PII Redaction Middleware: Strip Sensitive Data Before It Reaches the LLM

Wednesday 03/06/2026

·11 min read
Share:

Your support assistant works great in the demo. Then legal asks one question: "where does the customer's data go when they type their credit card into the chat?" The honest answer - "straight to a third-party model provider, logged on their side for 30 days" - is the kind of thing that stalls a SOC2 audit and gets a feature pulled from a healthcare or fintech roadmap. You do not need to turn the LLM off. You need a layer between your user's input and the model that strips the sensitive bits out first.
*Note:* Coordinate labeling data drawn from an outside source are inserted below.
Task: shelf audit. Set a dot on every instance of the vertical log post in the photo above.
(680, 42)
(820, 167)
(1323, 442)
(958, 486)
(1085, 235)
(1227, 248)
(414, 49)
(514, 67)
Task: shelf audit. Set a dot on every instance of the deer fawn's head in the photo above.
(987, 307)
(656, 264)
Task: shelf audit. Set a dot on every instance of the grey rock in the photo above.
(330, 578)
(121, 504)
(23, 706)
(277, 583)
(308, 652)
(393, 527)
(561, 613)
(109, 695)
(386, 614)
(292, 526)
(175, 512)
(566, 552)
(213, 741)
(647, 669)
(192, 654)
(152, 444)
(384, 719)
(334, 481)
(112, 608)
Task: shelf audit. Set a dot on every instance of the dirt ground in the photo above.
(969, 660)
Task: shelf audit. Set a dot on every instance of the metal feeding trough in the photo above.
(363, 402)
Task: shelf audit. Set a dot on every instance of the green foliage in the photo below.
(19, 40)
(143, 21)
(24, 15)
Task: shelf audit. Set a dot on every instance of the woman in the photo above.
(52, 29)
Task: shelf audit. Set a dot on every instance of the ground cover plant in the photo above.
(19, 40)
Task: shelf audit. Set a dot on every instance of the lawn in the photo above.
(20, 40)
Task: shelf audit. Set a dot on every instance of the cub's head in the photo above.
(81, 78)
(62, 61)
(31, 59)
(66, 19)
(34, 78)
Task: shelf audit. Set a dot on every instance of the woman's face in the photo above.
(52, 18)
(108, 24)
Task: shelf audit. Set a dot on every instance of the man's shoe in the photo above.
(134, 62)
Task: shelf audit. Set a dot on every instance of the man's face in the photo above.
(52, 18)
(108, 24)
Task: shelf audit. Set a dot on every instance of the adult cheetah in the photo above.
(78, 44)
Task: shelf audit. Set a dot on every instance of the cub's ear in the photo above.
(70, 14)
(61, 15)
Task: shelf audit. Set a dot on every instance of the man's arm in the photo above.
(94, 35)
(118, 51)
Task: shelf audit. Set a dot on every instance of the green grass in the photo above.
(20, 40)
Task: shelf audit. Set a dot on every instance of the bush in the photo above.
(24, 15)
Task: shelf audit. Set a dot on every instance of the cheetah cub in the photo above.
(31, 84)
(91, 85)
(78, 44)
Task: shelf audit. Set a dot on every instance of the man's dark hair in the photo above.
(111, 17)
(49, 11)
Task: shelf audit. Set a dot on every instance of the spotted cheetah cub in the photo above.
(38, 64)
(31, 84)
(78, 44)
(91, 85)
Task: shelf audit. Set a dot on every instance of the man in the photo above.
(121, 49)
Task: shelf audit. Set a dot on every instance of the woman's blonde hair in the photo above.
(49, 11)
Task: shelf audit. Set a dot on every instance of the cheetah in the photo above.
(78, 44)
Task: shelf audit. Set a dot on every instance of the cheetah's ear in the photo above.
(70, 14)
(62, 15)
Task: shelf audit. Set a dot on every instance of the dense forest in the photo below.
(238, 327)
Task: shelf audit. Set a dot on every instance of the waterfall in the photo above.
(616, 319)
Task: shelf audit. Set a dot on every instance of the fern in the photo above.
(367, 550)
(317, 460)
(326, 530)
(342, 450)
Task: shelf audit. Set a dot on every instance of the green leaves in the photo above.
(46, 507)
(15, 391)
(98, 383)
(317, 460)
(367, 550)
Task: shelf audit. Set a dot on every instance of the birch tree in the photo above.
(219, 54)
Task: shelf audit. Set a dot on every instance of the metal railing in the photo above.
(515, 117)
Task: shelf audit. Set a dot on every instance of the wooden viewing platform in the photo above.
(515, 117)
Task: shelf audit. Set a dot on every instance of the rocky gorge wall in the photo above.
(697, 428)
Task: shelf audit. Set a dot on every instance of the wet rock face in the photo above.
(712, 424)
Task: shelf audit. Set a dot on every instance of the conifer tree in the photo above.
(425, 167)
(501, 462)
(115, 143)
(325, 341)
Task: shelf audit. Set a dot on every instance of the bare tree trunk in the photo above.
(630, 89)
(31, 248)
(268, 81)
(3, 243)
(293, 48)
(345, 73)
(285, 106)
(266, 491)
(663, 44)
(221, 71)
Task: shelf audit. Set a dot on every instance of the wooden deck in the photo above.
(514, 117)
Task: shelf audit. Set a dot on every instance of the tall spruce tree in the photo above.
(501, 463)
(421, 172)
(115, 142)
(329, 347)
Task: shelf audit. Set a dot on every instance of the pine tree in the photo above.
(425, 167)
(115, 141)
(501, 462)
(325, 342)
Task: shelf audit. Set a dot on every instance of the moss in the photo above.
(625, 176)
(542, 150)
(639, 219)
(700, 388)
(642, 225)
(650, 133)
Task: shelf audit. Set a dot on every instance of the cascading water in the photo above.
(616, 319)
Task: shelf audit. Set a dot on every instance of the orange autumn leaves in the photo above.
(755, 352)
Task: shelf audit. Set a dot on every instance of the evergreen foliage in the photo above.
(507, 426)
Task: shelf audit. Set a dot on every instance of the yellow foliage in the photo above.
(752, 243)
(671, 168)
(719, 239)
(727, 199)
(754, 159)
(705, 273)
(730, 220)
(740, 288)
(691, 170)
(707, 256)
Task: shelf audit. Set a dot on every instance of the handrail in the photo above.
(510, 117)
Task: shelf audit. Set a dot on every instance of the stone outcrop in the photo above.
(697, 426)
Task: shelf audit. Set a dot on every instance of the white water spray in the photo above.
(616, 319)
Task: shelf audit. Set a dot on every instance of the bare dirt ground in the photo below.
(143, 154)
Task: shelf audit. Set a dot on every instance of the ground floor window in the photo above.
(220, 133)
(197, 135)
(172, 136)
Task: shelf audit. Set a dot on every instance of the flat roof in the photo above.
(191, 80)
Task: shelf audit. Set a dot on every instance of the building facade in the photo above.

This is PII redaction, and doing it well in TypeScript is mostly an exercise in careful regex, a reversible token map, and an audit trail. This post builds a reusable PII redaction LLM middleware for a Next.js app: it detects emails, phone numbers, credit cards, SSNs, and custom patterns, swaps them for placeholder tokens before the LLM call, and re-hydrates the original values in the response. We will cover reversible vs irreversible redaction, where regex stops being enough (and Microsoft Presidio takes over), and the real tradeoff nobody mentions: redaction degrades the context the model sees. If you are also wiring up observability or eval gates in CI, redaction belongs in the same hardening pass.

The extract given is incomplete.